By the way, a round of applause to Ms. Leslie for winning the role of Lady Dark Knight.
...okay. That's a lot to digest but. ok.
I have trouble seeing the Adam Brashear ...the marine who stopped super-heroics because the president asked him to do so just to spare the country stryfe... a Guy whose BASICALLY a person who's ideals are the same as stever rogers/Captain America ....bedding down with a revolutionary social activist. But... Never trust a big but and a smile I guess. That story reminds me of someone but I can't put my finger on who.
.Anyway, enough daydreaming. Back to the usual Blue Marvel discussions at hand
Blue Marvel/Black Panther. worlds finest.
I guess it kind of writes itself in a way.
My priority is enjoying and supporting stories of timeless heroism and conflict.
Everything else is irrelevant.
Yeah. Wasn’t the take on Ultimates superficially suppose to be Marvel’s:
Superman: Blue Marvel
Batman: Black Panther
Wonder Woman: America Chavez
Green Lantern: Captain Marvel
Flash: Spectrum
Last edited by Will Evans; 07-28-2020 at 03:19 AM.
There is a tendency with comics to see heroes as fixed absolutes, instead of evolving, complex creatures. There's also the misconception that every revolutionary activist from the 1960s was somehow radically un-American, unless of course that activist happened to have been aligned with MLK's nonviolent philosophy.

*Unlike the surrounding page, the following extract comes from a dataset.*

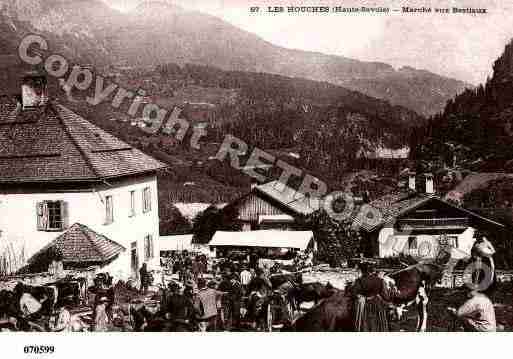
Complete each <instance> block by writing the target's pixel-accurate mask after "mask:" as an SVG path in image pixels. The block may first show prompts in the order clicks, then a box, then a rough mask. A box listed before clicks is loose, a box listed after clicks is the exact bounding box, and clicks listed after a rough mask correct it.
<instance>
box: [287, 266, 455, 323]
mask: <svg viewBox="0 0 513 359" xmlns="http://www.w3.org/2000/svg"><path fill="white" fill-rule="evenodd" d="M444 268H445V267H444V265H442V264H439V263H436V262H434V263H417V264H414V265H412V266H409V267H407V268H404V269H402V270H400V271H397V272H395V273H392V274H390V275H389V277H390V278H391V279H393V280H394V282H395V286H396V294H395V295H394V298H393V303H392V304H393V305H394V306H395V307H396V308H399V309H397V310H395V312H396V313H398V314H400V313H401V312H403V311H404V308H405V306H407V305H410V304H413V303H414V304H416V305H417V308H418V311H419V316H418V321H417V328H416V330H417V331H425V330H426V323H427V303H428V295H429V288H430V287H431V286H432V285H434V283H436V282H437V281H439V280H440V279H441V278H442V274H443V270H444ZM384 280H385V283H387V285H391V284H390V283H391V281H390V280H387V279H384ZM353 307H354V297H353V296H352V295H350V294H349V292H346V291H342V290H333V294H332V295H331V296H329V297H327V298H325V299H324V300H323V301H322V302H320V303H319V304H318V305H316V306H314V307H313V308H312V309H311V310H309V311H308V312H307V313H306V314H304V315H303V316H301V317H299V318H298V319H296V320H295V321H294V322H293V323H292V325H291V327H290V328H288V329H289V330H293V331H355V323H354V314H353ZM398 317H400V315H398Z"/></svg>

Many of them saw themselves as no different from our Founding Fathers, who violently overthrew one oppressive regime to realize a more just, if not fair and egalitarian one. No one who has really read the Declaration of Independence can say that African American activists in the 1960s and 1970s were wrong for wanting the same freedoms and privileges that their White counterparts enjoyed. Deep down, Adam wants the same thing that his close friend, Conner Sims, a member of the Weathermen (or Marvel's equivalent), wants. Where they differed was on means and methodology.
As for Adam and the as yet nonexistent mother of Misty Knight, if only physical attraction was truly the driving force that sends one married person into the arms of someone outside of the marriage. The reality is there are any number of reasons, and they only need make sense in that moment for the two people involved. In Adam's case, Misty's mother represents the lure of the foil. Adam is more powerful than everyone on the planet at the time, and he's smarter than just about everyone else, too. But he doesn't know better than everyone else. Misty's mom does. She gets the benefit of the Batman aura, the narrator's omnipotence, where she knows things that she shouldn't know, and more often than not, she's right about the outcomes and downstream implications. She is uncannily confident and resolute. For a man like Adam who must have second-guessed himself quite often back then, it's a simple case of moth meet flame. What I haven't figured out is why Misty's mother would be drawn to Adam.